Becca kept trudging along, realising that going home would take the same amount of walking regardless of which route she took. That was, if she’d got her directions right. All of the streets looked pretty much the same. The same collection of dark shapes floating in grey nothingness. Like something from a glitched-out computer game.
Then, slowly, the dark shapes began to get lighter. By now, her face felt slightly numb and the only noise was the constant sniffling of her nose. After a while, the only thing she could see was shifting white television static against the greyness. It felt like she was nowhere and everywhere at the same time. Yet, she kept walking forwards. Forwards. Forwards. There had to be something if she kept walking forwards.
For a second, she thought that she glimpsed something in the greyness. It had many long, twisting arms. It almost seemed to beckon to her. Maybe it was just a gnarled old tree? Maybe it was something that wasn’t meant to exist in everyday life? Some unthinkable cosmic horror that preyed on lost wanderers. Something that called this grey void home. Some long-forgotten monster that was once whispered about to scare people away from walking in the snow.
Becca didn’t care. She turned and ran, every frantic footstep crunching silently above the sound of her breath. The white static seemed to get thicker and her face felt more numb. Then she saw an orange light.

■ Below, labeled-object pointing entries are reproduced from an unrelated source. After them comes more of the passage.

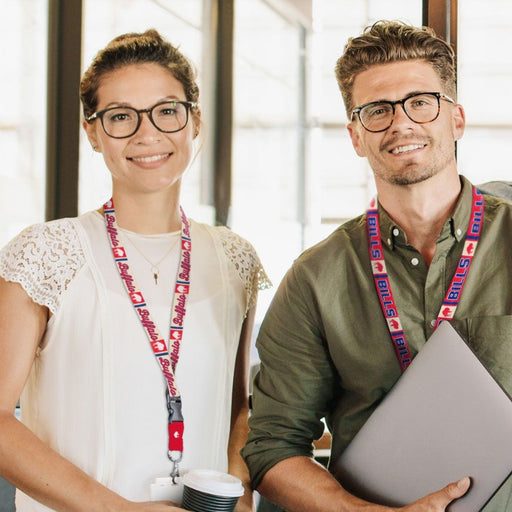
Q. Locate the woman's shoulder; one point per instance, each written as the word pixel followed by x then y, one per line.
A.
pixel 240 253
pixel 44 258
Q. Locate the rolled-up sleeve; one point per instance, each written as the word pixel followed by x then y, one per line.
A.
pixel 295 383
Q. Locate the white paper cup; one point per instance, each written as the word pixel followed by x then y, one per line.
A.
pixel 206 490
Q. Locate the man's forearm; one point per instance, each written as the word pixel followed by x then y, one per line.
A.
pixel 299 484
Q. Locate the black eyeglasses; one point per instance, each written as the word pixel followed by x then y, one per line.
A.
pixel 423 107
pixel 122 122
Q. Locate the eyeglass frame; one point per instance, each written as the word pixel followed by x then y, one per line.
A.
pixel 438 95
pixel 189 105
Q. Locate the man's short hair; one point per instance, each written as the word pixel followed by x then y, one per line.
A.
pixel 392 41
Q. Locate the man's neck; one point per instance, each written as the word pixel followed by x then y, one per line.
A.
pixel 421 209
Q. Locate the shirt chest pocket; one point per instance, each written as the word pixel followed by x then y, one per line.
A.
pixel 491 340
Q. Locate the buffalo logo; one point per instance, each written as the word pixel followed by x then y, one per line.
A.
pixel 158 345
pixel 119 252
pixel 448 311
pixel 182 288
pixel 136 298
pixel 176 334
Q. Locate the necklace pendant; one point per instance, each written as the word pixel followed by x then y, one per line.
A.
pixel 155 271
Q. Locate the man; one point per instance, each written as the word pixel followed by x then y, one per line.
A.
pixel 326 350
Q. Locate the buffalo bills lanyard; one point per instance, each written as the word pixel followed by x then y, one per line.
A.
pixel 167 357
pixel 383 285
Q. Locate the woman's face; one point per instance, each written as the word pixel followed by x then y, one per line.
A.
pixel 149 160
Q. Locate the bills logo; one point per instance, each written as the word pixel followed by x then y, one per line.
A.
pixel 447 312
pixel 394 324
pixel 182 288
pixel 119 252
pixel 158 345
pixel 379 267
pixel 176 334
pixel 469 248
pixel 137 298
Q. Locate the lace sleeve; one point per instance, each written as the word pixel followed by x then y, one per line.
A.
pixel 44 259
pixel 243 256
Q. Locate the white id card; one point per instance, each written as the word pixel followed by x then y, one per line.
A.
pixel 164 490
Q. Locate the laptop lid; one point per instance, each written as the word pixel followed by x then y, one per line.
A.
pixel 445 418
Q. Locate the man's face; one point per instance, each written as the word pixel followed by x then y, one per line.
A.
pixel 407 152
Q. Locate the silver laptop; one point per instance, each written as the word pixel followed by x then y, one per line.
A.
pixel 445 418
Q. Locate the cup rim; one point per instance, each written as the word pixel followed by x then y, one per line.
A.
pixel 213 482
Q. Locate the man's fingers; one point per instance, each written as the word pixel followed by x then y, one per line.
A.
pixel 456 489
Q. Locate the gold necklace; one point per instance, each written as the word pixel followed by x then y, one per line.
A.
pixel 155 269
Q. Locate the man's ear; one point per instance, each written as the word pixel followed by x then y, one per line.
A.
pixel 459 121
pixel 355 137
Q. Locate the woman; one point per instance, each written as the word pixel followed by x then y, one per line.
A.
pixel 112 320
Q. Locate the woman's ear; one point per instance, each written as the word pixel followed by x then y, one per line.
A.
pixel 91 135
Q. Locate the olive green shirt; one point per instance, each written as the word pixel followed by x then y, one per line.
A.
pixel 325 347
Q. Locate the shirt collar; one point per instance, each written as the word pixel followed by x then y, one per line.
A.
pixel 455 226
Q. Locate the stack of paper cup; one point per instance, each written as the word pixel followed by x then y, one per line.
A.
pixel 210 491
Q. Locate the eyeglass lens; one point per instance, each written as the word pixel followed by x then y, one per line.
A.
pixel 421 108
pixel 122 122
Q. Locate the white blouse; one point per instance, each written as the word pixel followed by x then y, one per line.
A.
pixel 96 394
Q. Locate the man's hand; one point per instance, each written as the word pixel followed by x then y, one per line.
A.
pixel 439 500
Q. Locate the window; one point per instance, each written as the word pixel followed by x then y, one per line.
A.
pixel 23 31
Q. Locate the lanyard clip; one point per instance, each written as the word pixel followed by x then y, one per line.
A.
pixel 175 472
pixel 175 428
pixel 174 408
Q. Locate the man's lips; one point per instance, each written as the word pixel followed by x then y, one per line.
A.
pixel 149 159
pixel 407 148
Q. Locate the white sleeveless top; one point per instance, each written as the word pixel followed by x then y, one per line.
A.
pixel 96 393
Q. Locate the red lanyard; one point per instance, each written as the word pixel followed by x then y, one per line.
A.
pixel 167 356
pixel 383 285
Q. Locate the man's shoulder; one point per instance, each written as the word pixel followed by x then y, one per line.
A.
pixel 498 189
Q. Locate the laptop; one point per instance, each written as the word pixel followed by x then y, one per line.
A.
pixel 445 418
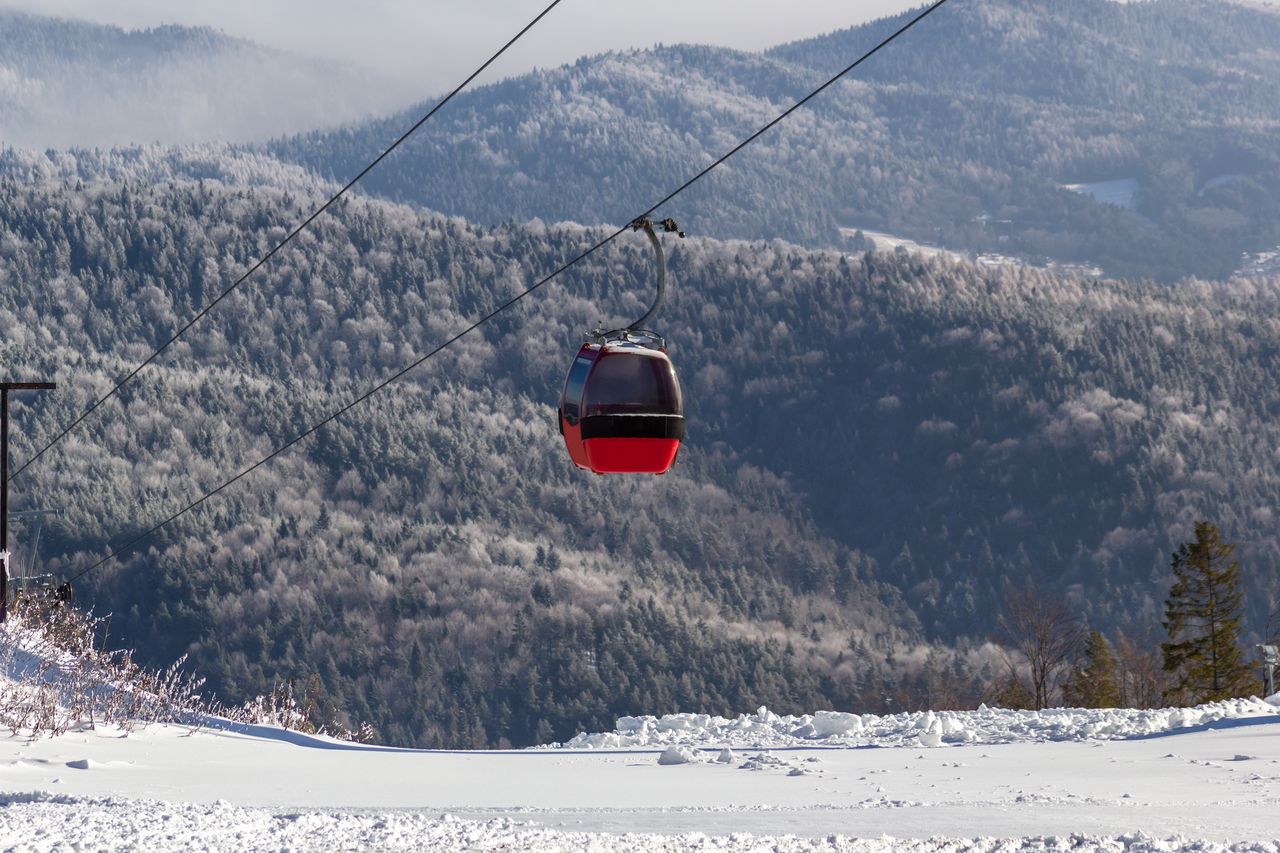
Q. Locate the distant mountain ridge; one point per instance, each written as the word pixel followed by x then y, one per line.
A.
pixel 878 447
pixel 979 114
pixel 67 83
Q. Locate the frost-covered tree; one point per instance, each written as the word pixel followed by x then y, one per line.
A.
pixel 1093 680
pixel 1202 617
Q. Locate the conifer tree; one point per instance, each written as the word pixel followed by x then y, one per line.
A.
pixel 1202 616
pixel 1093 682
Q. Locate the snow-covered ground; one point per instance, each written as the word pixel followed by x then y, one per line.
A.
pixel 1196 779
pixel 1121 192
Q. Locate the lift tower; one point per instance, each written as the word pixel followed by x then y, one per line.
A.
pixel 5 387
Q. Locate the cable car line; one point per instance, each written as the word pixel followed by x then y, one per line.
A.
pixel 287 240
pixel 513 300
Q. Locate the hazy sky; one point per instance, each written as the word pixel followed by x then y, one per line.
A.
pixel 440 41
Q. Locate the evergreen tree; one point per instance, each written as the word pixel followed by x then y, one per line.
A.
pixel 1202 616
pixel 1093 682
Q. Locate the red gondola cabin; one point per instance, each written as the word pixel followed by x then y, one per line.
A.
pixel 621 410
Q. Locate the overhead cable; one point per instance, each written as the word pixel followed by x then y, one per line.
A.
pixel 284 242
pixel 513 300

At first, she froze like a deer, terrified that she’d stepped out into the road and was staring at the last pair of headlights she’d ever see. After what felt like two hundred thunderous heartbeats, she noticed that the light hadn’t moved. Slowly, she trudged towards it. As a large angular shape emerged from the greyness, she realised that it was the local pub.
The pub looked like something from an old German fairytale. A märchen, or whatever it was called. With the barn-like roof, the stout trees in the beer garden, the glowing orange light on the wall and the thick coating of undisturbed snow, it could have come straight from the pages of The Brothers Grimm or whatever.
As she shoved her frozen hands into her pockets and trudged towards the door, she remembered the other thing about the old fairytales – for all of their beauty and splendour, they were cruel, harsh things. This really was a fairytale winter.